[PATCH v1] thermal/core: change mm alloc method to avoid kernel warning

Junwen Wu posted 1 patch 4 years ago
drivers/thermal/thermal_sysfs.c | 4 ++--
1 file changed, 2 insertions(+), 2 deletions(-)
[PATCH v1] thermal/core: change mm alloc method to avoid kernel warning
Posted by Junwen Wu 4 years ago
Very high cooling device max state value makes cooling device stats
buffer allocation fails,like below.Using kzvalloc instead of kzalloc
can avoid this issue.

[    7.392644]WARNING: CPU: 7 PID: 1747 at mm/page_alloc.c:5090 __alloc_pages_nodemask+0x1c0/0x3dc
[    7.392989]Call trace:
[    7.392992]__alloc_pages_nodemask+0x1c0/0x3dc
[    7.392995]kmalloc_order+0x54/0x358
[    7.392997]kmalloc_order_trace+0x34/0x1bc
[    7.393001]__kmalloc+0x5cc/0x9c8
[    7.393005]thermal_cooling_device_setup_sysfs+0x90/0x218
[    7.393008]__thermal_cooling_device_register+0x160/0x7a4
[    7.393012]thermal_of_cooling_device_register+0x14/0x24
[    7.393140]backlight_cdev_register+0x88/0x100 [msm_drm]

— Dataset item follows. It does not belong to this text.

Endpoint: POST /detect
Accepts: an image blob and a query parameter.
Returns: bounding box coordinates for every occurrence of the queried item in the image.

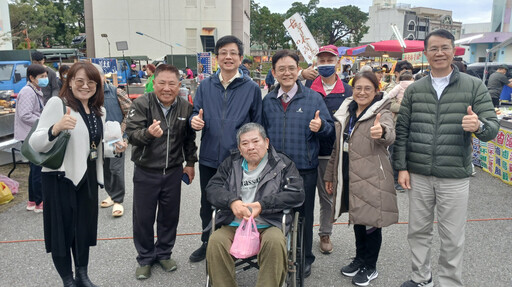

Signed-off-by: Junwen Wu <wudaemon@163.com>
---
 drivers/thermal/thermal_sysfs.c | 4 ++--
 1 file changed, 2 insertions(+), 2 deletions(-)

diff --git a/drivers/thermal/thermal_sysfs.c b/drivers/thermal/thermal_sysfs.c
index f154bada2906..361e0d0c241b 100644
--- a/drivers/thermal/thermal_sysfs.c
+++ b/drivers/thermal/thermal_sysfs.c
@@ -829,7 +829,7 @@ static void cooling_device_stats_setup(struct thermal_cooling_device *cdev)
 	var += sizeof(*stats->time_in_state) * states;
 	var += sizeof(*stats->trans_table) * states * states;
 
-	stats = kzalloc(var, GFP_KERNEL);
+	stats = kvzalloc(var, GFP_KERNEL);
 	if (!stats)
 		return;
 
@@ -848,7 +848,7 @@ static void cooling_device_stats_setup(struct thermal_cooling_device *cdev)
 
 static void cooling_device_stats_destroy(struct thermal_cooling_device *cdev)
 {
-	kfree(cdev->stats);
+	kvfree(cdev->stats);
 	cdev->stats = NULL;
 }
 
-- 
2.25.1
Re: [PATCH v1] thermal/core: change mm alloc method to avoid kernel warning
Posted by Zhang Rui 4 years ago
On Sun, 2022-04-17 at 12:56 +0000, Junwen Wu wrote:
> Very high cooling device max state value makes cooling device stats
> buffer allocation fails,like below.Using kzvalloc instead of kzalloc
> can avoid this issue.

When a cooling device has big max_state, this patch can get ride of the
warning here, but still we end up with the read failure of the
trans_table in sysfs because it is larger than PAGE_SIZE.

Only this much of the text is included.